Mit dem Schnippen eines Fingers kann Kim Jong-un Millionen Granaten und Raketen mobilisieren, während die Staaten der EU große Mühe haben, der Ukraine auch nur eine Million Granaten im Jahr zu Verfügung zu stellen. Zusätzlich hat Putin ballistische Raketen erhalten, ihre Trümmer wurden bereits in der Ukraine gefunden.
Kurzum: Am Regime in Nordkorea mag vieles erbärmlich sein, für die Rolle als Waffenlieferant ist dieses Prädikat grundfalsch.
Putin kündigt technologische Zusammenarbeit an
Im Gegenzug wird Moskau Rohstoffe und Lebensmittel nach Nordkorea liefern, wie es bereits geschieht. Und damit muss die Zusammenarbeit nicht enden. Nicht umsonst war der für die Rüstung zuständige Minister Andrei Beloussow mit auf der Reise.

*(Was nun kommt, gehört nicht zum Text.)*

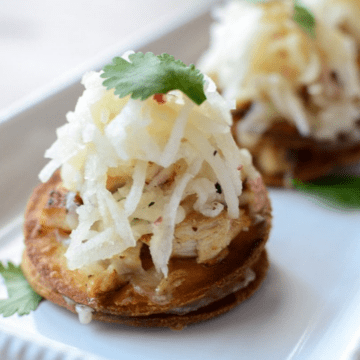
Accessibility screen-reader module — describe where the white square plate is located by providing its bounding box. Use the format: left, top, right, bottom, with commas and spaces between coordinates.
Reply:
0, 3, 360, 360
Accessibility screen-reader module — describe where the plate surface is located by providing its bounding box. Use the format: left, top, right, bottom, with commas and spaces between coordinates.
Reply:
0, 3, 360, 360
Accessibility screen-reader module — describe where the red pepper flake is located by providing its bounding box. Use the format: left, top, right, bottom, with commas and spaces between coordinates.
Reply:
154, 216, 162, 225
153, 94, 166, 104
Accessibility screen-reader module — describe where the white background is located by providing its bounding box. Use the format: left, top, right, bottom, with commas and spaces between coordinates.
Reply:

Beloussow ist bekannt für unkonventionelle Lösungen, mit Startups und kreativen Modellen will er in Russland eine zweite Rüstungsindustrie neben den gigantischen Staatsbetrieben aufbauen. Aus Nordkorea könnten die Russen dringend benötigte Arbeitskräfte für die Rüstung importieren, so wie sie bereits in Afrika Arbeitskräfte anwerben.
In Nordkorea müssten die Russen zudem nicht jeden einzelnen Arbeiter überzeugen, hier würden sich Tausende auf ein Nicken des Diktators in Bewegung setzen. Denkbar wäre auch dieses Modell: Bei der Produktion von Marschflugkörpern und Drohnen hinkt Nordkorea hinterher. Es könnten mit russischer Hilfe Fabriken im Land errichtet werden, die für die Dauer des Krieges primär für Russland produzieren.
Beistandspakt beider Länder
In dem Treffen wurden zwei zentrale Dinge verabredet: Beide Seiten kündigten einen militärischen Beistandspakt an, für den Fall, dass eines der beiden Länder angegriffen wird. Das heißt nicht unbedingt, dass Russland Truppen schicken wird, sollte Nordkorea attackiert werden – oder umgekehrt. Allein durch die Absichtserklärung rücken beide Staaten zusammen. Des Weiteren hat Putin zugesagt, dass Moskau die UN-Sanktionen gegenüber Nordkorea einer Revision unterziehen wird. Was vermutlich nichts anderes bedeutet, dass Moskau sie schlicht missachtet.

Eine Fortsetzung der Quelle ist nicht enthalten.